30. Jangan Bersedih

892 103 0
                                    

Sadar jika dia baru saja mengucapkan hal yang tidak masuk akal, Giyan kemudian segera terdiam dan mengalihkan pandangannya agar Liam tidak melihat wajahnya yang memerah. Apa dia sudah gila dengan mengutarakan permintaannya tadi?

"Ulangi sekali lagi apa yang kamu katakan tadi," ucap Liam sementara keningnya masih berkerut karena ucapan Giyan tadi.

"Yang mana?" tanya Giyan pura-pura lupa dengan apa yang baru saja dikatakannya tadi.

"Aku hanya bercanda tadi," balas Giyan dengan wajah yang masih dialihkannya dari Liam. Dia pun pura-pura tertawa agar Liam yakin jika Giyan memang sedang bercanda.

"Kalau begitu, kali ini aku nggak akan bercanda. Ayo kita menikah, aku mau kok menjadi satu-satunya keluarga yang kamu percaya," ucap Liam dan membuat Giyan menegang.

"Aku nggak sedang bercanda," ulang Liam sekali lagi dan membuat Giyan menoleh ke arah lelaki itu dengan ragu.

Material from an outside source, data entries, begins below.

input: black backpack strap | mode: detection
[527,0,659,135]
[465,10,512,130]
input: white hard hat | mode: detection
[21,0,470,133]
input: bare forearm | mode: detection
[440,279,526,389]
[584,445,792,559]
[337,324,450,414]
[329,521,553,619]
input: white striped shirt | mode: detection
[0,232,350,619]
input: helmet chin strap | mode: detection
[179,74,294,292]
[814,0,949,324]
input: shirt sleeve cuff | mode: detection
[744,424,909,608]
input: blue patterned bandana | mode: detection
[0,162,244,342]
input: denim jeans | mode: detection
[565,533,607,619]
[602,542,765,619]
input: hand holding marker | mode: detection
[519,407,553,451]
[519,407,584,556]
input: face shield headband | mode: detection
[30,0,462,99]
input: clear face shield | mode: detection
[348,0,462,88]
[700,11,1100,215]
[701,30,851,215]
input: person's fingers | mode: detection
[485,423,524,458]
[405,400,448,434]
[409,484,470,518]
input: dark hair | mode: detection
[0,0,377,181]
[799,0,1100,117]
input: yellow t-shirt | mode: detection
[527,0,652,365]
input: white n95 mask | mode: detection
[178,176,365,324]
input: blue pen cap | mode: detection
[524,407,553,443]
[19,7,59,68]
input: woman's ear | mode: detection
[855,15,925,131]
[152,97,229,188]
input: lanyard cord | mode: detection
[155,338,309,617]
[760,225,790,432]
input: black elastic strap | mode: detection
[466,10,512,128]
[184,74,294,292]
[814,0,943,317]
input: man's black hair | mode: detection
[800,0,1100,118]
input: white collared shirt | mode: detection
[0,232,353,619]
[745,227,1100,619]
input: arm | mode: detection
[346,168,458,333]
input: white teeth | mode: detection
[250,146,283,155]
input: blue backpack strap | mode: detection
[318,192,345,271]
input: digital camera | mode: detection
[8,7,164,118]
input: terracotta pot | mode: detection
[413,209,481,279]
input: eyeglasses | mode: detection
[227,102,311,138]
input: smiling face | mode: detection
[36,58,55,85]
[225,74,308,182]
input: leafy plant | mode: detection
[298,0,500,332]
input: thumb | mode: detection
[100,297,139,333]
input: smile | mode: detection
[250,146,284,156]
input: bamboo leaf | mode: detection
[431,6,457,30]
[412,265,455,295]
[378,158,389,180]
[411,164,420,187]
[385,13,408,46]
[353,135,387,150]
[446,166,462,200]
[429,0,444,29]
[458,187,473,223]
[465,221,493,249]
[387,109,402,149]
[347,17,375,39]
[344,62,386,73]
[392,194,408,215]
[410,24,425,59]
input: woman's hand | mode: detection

"Sekarang," ucap Liam lagi.

"Nggak sekarang juga." Giyan menepuk lengan Liam dengan gemas dan membuat Liam tertawa dengan kerasnya.

"Tapi aku benar-benar ingin sekarang," kata Liam dengan nada serius.

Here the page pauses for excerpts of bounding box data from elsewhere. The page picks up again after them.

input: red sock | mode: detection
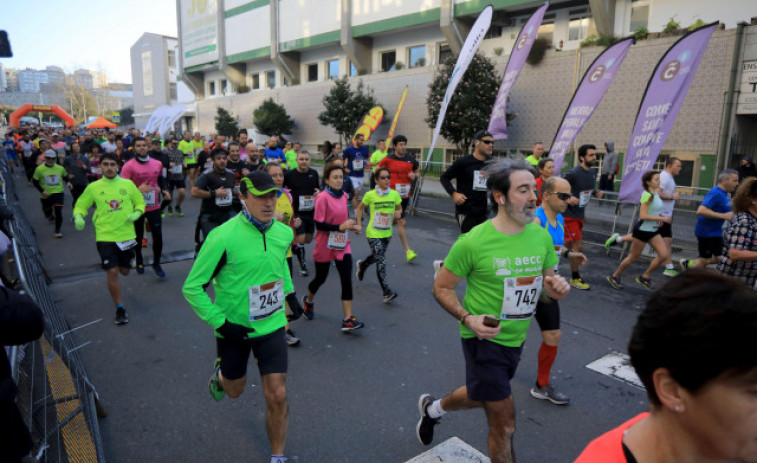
[536,341,557,387]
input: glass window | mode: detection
[308,63,318,82]
[407,45,426,68]
[326,59,339,79]
[381,50,397,72]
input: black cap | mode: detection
[239,170,279,196]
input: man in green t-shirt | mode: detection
[416,159,570,462]
[356,167,402,304]
[32,149,68,238]
[74,153,145,325]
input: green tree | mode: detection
[426,54,515,153]
[252,98,294,137]
[318,76,380,142]
[216,106,239,137]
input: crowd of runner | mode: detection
[4,123,757,463]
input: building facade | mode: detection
[177,0,757,186]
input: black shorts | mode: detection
[657,222,673,238]
[697,236,723,259]
[168,178,187,191]
[216,327,289,380]
[296,215,315,236]
[631,221,660,243]
[534,300,560,331]
[95,241,137,270]
[462,338,523,402]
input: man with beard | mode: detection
[416,159,570,462]
[563,145,602,290]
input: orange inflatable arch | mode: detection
[10,103,76,127]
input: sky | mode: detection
[0,0,177,84]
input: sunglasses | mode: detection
[549,191,570,201]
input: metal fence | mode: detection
[0,165,105,463]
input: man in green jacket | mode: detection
[74,153,145,325]
[182,171,296,463]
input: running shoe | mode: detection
[433,260,444,280]
[208,357,226,402]
[531,384,570,405]
[152,264,166,280]
[384,290,397,304]
[570,277,591,291]
[302,296,315,320]
[342,315,365,333]
[113,307,129,325]
[285,330,300,346]
[607,275,623,289]
[662,268,678,278]
[415,394,441,445]
[636,275,654,291]
[605,233,620,251]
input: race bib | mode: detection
[249,280,284,322]
[142,189,155,207]
[216,189,231,206]
[297,195,315,211]
[326,231,347,251]
[500,275,544,320]
[473,170,486,191]
[578,190,592,207]
[116,240,137,251]
[373,211,394,230]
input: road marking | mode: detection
[586,352,644,389]
[405,437,489,463]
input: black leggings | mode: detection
[360,238,390,293]
[308,254,352,301]
[134,209,163,265]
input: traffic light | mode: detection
[0,31,13,58]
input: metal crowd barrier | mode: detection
[0,165,105,463]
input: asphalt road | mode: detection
[17,168,663,463]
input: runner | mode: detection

"Jangan ngawur deh," balas Giyan sambil tersenyum masam. 

"Nggak, ini benar-benar serius. Aku memang sudah ingin mengatakannya tapi keduluan sama kamu."

"Ayolah, Liam. Jangan ngomong yang nggak-nggak," kata Giyan dengan wajah memelas karena khawatir Liam sedang mengerjainya sementara dia sudah hampir tidak bisa bernapas karena ulah lelaki itu.

"Kamu sih nggak sabaran banget," ucap Liam seperti sedang menggoda Giyan.

"Buat selanjutnya kamu bisa mengandalkan aku sebagai satu-satunya orang yang paling kami percaya. Jangan bersedih lagi," katanya lagi. Suaranya terdengar begitu lembut hingga Giyan mengira jika dia sedang bermimpi.

"Sekali pun kamu nggak mendapat perhatian dari orang tuamu, bukankah masih ada aku?" 

Giyan berdehem karena merasa Liam terasa berbeda. Dia seperti bukan Liam yang dikenal gadis itu. Bagaimana bisa Liam bersikap begitu perhatian dan memiliki sorot mata yang lembut.

"Tapi ... bukankah ini akan menghambat karirmu jika kita buru-buru memutuskan untuk ... bersama?" tanya Giyan ragu.

"Menurutku nggak ada hubungannya. Itu hanya mitos yang berkembang di dunia keartisan. Buat aku sih nggak ada bedanya," sahutnya.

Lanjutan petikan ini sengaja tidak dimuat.